Kaum über­ra­schend also, dass sich Provost in seinem neuesten Film des viel­leicht markan­testen Bruchs des Frau­en­bildes in den letzten 50 Jahren annimmt, der in den 1960er durch Gegen­kul­turen wie die Hippie- und 68er-Bewe­gungen ausgelösten zweiten großen femi­nis­ti­schen Welle. Provost bedient sich dabei des wohl größt­mö­g­li­chen Kontrastes, indem er eine der histo­risch verbürgten Haus­halts­schulen präsen­tiert, in der junge Frauen zu perfekten Ehe- und Haus­frauen ausge­bildet werden. Mit ihrem Mann Robert (François Berléand) und dessen kochender Schwester Gilberte (Yolande Moreau) leitet Paulette Van der Beck (Juliette Binoche) das Institut, unter­stützt von der Nonne Marie-Thérèse (Noémie Lvovsky), die, wie ihr Berufs­stand schon andeutet, vor allem für die mora­li­sche Inte­grität der Insti­tu­tion zuständig ist.
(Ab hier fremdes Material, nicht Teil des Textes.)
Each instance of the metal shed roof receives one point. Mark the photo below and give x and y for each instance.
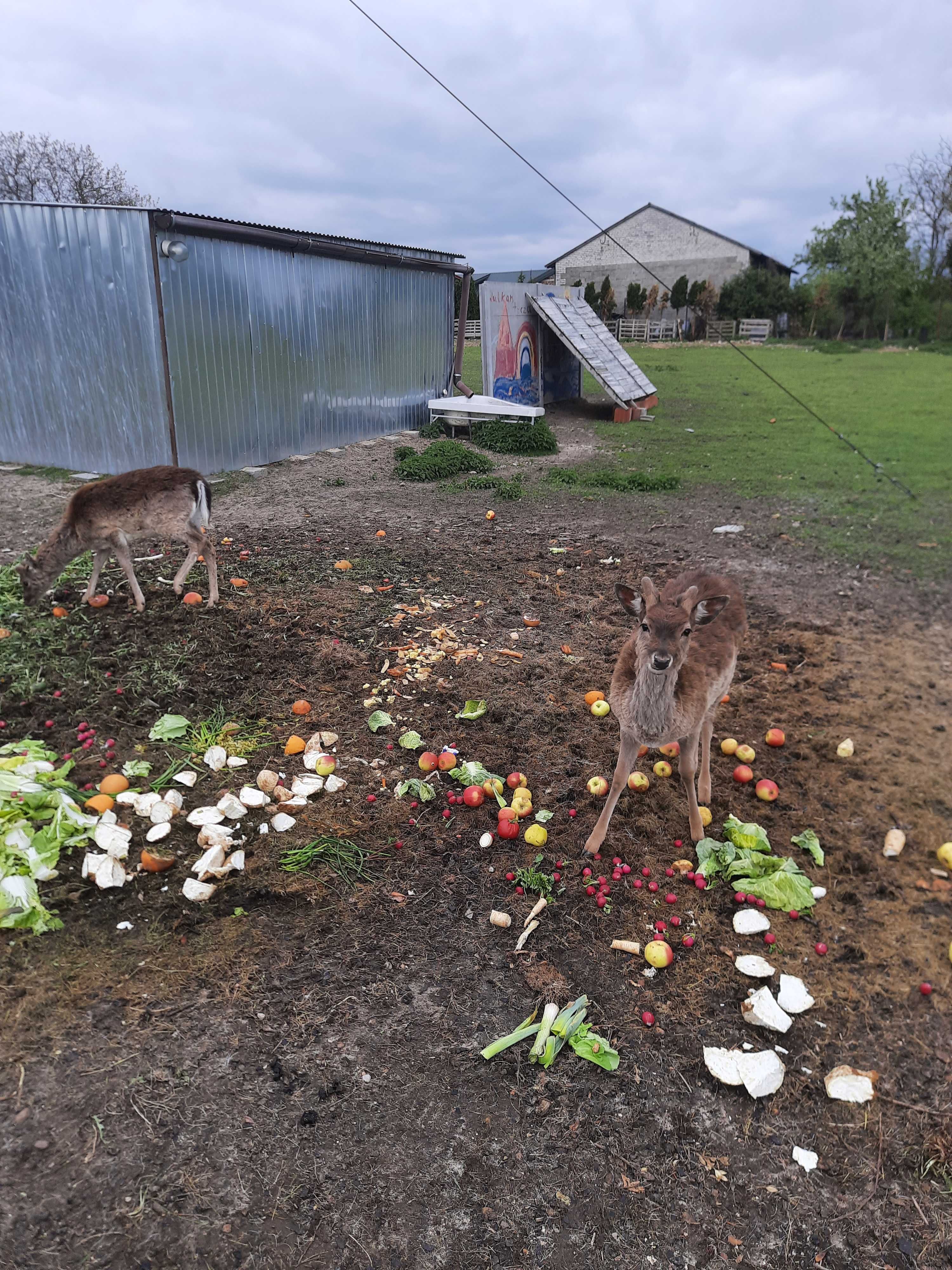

Recht vorher­sehbar kolla­biert das in den letzten Jahren stabile System der Schule nicht nur durch renitente Schü­le­rinnen, sondern auch durch so groteske wie bizarre Verän­de­rungen innerhalb der Schul­lei­tung, die nicht einmal ansatz­weise ange­deutet werden sollen, aber zumindest ange­deutet sei, dass die Ände­rungen wie auch die daraus entste­henden Konse­quenzen weniger an histo­ri­sche Tatsachen und glaub­wür­dige Lebens­er­fah­rungen andocken, sondern viel­leicht am ehesten an die Komödien von Louis de Funès erinnern.

Dementspre­chend sieht auch das komö­di­an­ti­sche Over­ac­ting der Schau­spieler aus, allen voran Noémie Lvovsky als Nonne Marie-Thérèse, die mit Köchin Gilberte einen Kalauer nach dem anderen landet, um den dispa­raten Zustand der Frau­en­rechte und des Instituts zu verdeut­li­chen. Das ist so erwartbar wie dämlich und wird dann auch noch durch eine vermeint­lich progres­sive musi­ka­li­sche Unter­ma­lung platter gemacht, als es eh schon ist. Allein Juliette Binoche hinkt diesem Wachs­fi­gu­ren­ka­bi­nett-Ulk ein wenig verstö­rend hinterher, obgleich sie sich redlich bemüht, schafft es aber immerhin im Schluss­spurt, in den Tanz- und Gesangs­ein­lagen, ein wenig aufzu­holen.

Nicht einmal fran­ko­philen Genießern, nicht einmal leiden­schaft­li­chen Anhängern von Binoche oder Funès sei dieser Film trotz seiner besten Absichten empfohlen, dafür aber einige hervor­ra­gende Alter­na­tiven zur »zweiten Welle« des Femi­nismus, etwa Petra Volpes Eman­zi­pa­ti­ons­drama über den Kampf für das späte Frau­en­wahl­recht in der Schweiz, Die göttliche Ordnung, oder die gerade auf den Münchner Film­kunst­wo­chen laufenden Bilder (m)einer Mutter. Oder aber Amy Poehlers toller Film Moxie. Zeit, zurück­zu­schlagen, auch wenn es da schon um die »dritte Welle« und eigent­lich auch »vierte Welle«, also unsere Gegenwart, geht.